Theme Park President
Coming soon to the Disneyland: the Scariest Animatronic President yet.
First the disclaimer: I did not watch Donald Trump's Congressional address. I had better things to do: moan and groan over the previous day's root canal and, 24 hours after the damage was done, finally feel the Vicodin kicking in. Then I watched some TV with Amy (Jane the Virgin and an extremely disturbing episode of Girls), before retiring to the bedroom to write yesterday's blog post. Everything I know about the speech I gleaned from Slate and the New York Times.
And here's what I learned: Trump stuck to the teleprompter, dutifully reciting the words he had paid someone to write for him, only straying once or twice from looking and sounding presidential. Although the content of the speech was boilerplate Trump (vague promises about replacing the ACA with something that covers everybody just as well, but for less money; nonspecific admission that racist and anti-semitic incidents are a problem; and a menacing con job about establishing an agency dedicated to prosecuting immigrant crimes against citizens (although statistics demonstrate it is immigrants, far more than American citizens, who are much more likely to be the victims in criminal encounters with each other).
This single performance--following a month of blunders, Twitter rampages, declaring war on the press, scandals both domestic and foreign, resignations by nominees and appointees, a staffing process slowed to a crawl by loyalty tests, briefings that favor slanted right-wing media over mainstream balanced reporting, lies upon lies upon lies, a constantly mutating foreign policy that has world leaders hiding under their desks, and so much more that I could fill pages with it--was enough to convince Van Jones of CNN that here, at last, was a President.
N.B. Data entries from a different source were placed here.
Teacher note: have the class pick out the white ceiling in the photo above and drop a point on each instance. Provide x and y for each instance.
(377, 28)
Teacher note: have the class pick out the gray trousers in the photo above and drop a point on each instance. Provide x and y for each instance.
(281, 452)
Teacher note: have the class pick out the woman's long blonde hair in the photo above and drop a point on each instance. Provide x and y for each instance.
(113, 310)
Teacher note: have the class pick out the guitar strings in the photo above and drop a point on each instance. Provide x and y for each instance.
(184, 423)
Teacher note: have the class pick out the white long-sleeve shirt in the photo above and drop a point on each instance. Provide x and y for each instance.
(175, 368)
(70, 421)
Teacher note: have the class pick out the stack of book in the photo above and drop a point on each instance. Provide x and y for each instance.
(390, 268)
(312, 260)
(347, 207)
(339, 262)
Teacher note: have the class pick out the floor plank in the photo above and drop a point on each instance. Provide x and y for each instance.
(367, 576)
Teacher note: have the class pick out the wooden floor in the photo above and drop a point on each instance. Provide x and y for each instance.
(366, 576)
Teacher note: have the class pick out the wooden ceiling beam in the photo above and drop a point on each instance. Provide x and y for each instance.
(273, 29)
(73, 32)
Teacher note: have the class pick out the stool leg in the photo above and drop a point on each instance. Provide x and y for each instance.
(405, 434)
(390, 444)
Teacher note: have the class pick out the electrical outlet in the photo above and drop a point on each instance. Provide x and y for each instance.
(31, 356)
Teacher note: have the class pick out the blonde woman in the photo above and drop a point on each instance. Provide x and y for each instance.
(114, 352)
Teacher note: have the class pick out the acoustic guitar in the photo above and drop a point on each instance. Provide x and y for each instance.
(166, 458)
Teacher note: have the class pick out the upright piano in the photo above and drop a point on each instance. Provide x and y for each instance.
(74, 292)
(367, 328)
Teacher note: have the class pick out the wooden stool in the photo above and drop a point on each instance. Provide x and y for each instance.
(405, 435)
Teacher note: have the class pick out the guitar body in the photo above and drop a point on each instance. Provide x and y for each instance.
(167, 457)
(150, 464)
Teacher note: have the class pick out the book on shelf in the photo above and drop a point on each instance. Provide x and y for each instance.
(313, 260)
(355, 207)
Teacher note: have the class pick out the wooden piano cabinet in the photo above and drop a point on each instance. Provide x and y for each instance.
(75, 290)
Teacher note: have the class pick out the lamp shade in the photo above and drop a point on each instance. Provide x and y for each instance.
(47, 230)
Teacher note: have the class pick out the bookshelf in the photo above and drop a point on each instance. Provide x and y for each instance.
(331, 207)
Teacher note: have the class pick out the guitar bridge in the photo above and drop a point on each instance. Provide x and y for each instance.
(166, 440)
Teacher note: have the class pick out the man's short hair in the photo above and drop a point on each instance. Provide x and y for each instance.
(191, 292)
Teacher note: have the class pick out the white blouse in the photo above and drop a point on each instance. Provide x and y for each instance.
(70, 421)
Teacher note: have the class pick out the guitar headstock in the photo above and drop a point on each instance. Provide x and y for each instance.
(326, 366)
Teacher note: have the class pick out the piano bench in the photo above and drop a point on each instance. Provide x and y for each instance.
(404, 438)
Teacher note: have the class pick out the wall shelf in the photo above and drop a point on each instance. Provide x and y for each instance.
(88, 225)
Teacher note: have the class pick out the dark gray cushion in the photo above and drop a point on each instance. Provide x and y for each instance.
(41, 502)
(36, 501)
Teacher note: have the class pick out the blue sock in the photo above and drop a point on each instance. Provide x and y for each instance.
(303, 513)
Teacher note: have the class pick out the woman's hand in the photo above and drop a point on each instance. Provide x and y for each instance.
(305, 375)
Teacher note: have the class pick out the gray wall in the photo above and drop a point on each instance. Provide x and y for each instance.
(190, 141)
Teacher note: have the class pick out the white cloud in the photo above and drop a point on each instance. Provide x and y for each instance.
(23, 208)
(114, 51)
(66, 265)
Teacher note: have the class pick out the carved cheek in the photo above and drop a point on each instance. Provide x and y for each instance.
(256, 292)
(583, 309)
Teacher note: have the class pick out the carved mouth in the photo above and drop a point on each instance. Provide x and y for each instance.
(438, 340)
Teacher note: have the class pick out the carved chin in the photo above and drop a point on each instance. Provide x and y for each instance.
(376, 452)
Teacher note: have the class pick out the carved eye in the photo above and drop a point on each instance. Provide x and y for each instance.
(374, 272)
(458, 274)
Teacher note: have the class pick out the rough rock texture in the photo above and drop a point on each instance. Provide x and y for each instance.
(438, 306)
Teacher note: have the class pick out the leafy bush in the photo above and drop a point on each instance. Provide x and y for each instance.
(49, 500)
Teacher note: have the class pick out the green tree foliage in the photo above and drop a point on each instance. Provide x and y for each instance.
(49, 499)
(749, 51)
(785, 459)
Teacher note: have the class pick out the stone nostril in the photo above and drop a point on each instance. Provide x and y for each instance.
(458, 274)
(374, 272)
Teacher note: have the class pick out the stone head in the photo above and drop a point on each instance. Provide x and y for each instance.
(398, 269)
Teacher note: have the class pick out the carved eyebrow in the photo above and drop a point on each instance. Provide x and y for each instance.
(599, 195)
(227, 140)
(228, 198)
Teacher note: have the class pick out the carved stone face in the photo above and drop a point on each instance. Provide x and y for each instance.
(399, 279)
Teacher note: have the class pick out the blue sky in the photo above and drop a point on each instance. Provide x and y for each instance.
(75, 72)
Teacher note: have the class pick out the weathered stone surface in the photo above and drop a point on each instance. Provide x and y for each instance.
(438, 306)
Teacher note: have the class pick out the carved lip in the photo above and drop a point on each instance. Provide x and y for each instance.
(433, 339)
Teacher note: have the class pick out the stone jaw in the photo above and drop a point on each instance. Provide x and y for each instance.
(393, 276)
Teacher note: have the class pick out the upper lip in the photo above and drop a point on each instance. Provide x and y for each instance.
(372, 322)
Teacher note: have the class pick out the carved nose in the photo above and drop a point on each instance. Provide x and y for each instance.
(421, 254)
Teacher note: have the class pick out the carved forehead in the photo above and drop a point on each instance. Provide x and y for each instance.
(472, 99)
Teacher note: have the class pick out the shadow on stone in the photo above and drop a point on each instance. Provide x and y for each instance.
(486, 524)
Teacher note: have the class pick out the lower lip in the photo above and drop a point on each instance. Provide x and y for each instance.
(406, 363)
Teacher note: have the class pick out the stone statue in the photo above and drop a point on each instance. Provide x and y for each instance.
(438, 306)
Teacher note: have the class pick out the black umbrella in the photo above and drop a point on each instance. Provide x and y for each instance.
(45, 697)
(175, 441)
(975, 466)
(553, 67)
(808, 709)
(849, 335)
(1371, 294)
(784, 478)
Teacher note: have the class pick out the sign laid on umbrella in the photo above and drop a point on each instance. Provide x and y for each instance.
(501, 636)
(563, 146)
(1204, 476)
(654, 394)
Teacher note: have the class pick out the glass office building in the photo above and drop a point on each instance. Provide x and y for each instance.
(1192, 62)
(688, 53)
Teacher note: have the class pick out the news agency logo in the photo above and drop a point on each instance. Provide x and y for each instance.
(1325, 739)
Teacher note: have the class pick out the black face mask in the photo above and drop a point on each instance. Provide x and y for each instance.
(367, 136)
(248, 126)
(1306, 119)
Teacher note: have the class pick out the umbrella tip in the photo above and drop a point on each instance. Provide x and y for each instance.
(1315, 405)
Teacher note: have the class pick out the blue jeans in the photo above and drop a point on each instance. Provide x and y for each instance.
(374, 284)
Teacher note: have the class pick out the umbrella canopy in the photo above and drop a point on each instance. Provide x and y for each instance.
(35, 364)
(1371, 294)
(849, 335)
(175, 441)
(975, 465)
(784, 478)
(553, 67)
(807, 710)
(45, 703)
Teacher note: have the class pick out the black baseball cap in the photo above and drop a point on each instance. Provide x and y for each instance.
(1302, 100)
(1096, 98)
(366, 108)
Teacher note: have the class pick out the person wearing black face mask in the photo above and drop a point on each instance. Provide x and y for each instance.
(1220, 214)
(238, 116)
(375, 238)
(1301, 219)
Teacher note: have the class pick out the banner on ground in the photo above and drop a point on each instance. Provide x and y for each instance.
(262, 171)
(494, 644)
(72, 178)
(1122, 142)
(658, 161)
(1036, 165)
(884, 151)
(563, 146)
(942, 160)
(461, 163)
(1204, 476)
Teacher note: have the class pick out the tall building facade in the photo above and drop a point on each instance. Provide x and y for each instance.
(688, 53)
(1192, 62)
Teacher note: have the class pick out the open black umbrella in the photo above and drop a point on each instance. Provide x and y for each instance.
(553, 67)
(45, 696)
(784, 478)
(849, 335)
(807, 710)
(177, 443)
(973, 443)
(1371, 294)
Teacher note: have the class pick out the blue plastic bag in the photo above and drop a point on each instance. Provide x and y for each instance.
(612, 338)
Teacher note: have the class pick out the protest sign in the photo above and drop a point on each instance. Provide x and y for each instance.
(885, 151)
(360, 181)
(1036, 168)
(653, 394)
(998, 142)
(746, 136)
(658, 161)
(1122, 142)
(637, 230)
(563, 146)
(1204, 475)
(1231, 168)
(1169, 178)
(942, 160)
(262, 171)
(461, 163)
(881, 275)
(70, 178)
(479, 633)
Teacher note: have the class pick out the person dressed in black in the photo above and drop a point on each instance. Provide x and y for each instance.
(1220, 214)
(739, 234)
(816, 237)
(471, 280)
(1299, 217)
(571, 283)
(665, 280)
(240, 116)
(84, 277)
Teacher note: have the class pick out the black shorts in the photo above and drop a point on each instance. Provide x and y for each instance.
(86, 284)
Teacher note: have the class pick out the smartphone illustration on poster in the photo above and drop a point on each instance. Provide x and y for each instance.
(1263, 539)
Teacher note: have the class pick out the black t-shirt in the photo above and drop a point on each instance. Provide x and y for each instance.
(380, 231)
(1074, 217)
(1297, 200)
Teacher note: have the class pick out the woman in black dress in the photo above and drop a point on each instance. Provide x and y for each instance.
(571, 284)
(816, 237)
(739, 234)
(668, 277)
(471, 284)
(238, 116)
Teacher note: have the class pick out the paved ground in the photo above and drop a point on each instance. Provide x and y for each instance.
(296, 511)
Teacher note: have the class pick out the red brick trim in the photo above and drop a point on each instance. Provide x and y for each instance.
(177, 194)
By that criterion, of course, there are 44 robots in Disneyland's Hall of Presidents who could do just as well. Better, actually: none of them has a Twitter account. And soon to join them, this terrifying creature:
Mind you, there's a petition gathering signatures requesting Disney to refrain from adding robo-Trump to the show. I think that would be a mistake: if ever there was a President who belonged in a theme park, it's Donald Trump.
As I read about his performance before Congress, I couldn't help thinking about Avonlea Village, a theme park on Prince Edward Island that seeks to replicate the world of Anne of Green Gables. The park is a Disneyesque representation of Victorian Canada. I visited with my parents and children in 2003, and was at first amused by the wandering reenactors, most of them obviously older than the characters they were portraying. Soon I realized that their performances were missing something: the heart so evident in the filmed versions of the story (and, I assume, even more so in the books, which I must admit I have never read). Mind you, one cannot expect stage quality performances from college students working a summer job, but still, everything I saw fell more into the category of caricature than drama. The only authenticity I felt that day was in a spirited performance of Acadian music--though it led me to wonder if the genre was accurate to the time and setting of the Anne books.
This came a day after we had visited Sherbrooke Village, a historically accurate reenactment site where 19th century crafts are performed, and visitors can stroll without fear of being accosted by rowdy characters. The contrast was striking: here were people, many of whom lived on site, working as their predecessors had 150 years earlier.
Three guesses which of those tourist activities reminds me most of our President.
Donald Trump is a cartoon of a President, a character out of a satirical political thriller. It's hard for me to imagine a Secret Service agent taking a bullet for this man who treats every appearance like a scene from a reality show. I'm reminded of how, in Back to the Future, Doc Brown of 1955 reacts to learning that Ronald Reagan is President in 1985: "The actor? Then who's the Vice President? Jerry Lewis?"
But yes, it has come to this: a White House more ludicrous than the Reagan/Lewis administration. Trump is praised for acting presidential for an hour, all the abuse he has dished at CNN forgiven for his ability to read a speech, no matter how duplicitous and sinister that speech might be. His advisers made sure the address had all the trappings of previous Presidential addresses: invited guests in the balcony, mostly dignified presentation, actually rehearsed words. All that window dressing disguised the identity of those guests: the grieving widow of a Navy SEAL whose death has led his father to demand an investigation; and the carefully selected families of victims of crimes committed by immigrants, providing Trump the platform to establish yet another bulwark against the arrival of people who actually want to live and work in this increasingly inhospitable nation.
But that's all beside the point: last night, for an hour, we had our animatronic President. It must have been agony for him to keep his egomania in check for that long (witness the improvised line about the dead Navy SEAL looking down from heaven and approving of the ratings): once it was over, he wasted little time looking up positive reviews, which then unleashed a Twitter storm of gratitude to the pundits who were taken in by the sales pitch.
Yours truly not included; but then, the 30 or so of you reading this should not be surprised by that.
I hope Disneyland goes ahead and adds the animatronic Trump to the Hall of Presidents. I'd love to see what reactions it gets.
On the other hand, they don't really need him: the Matterhorn ride already has an abominable snowman, and one scary monster is plenty for the Happiest Place on Earth.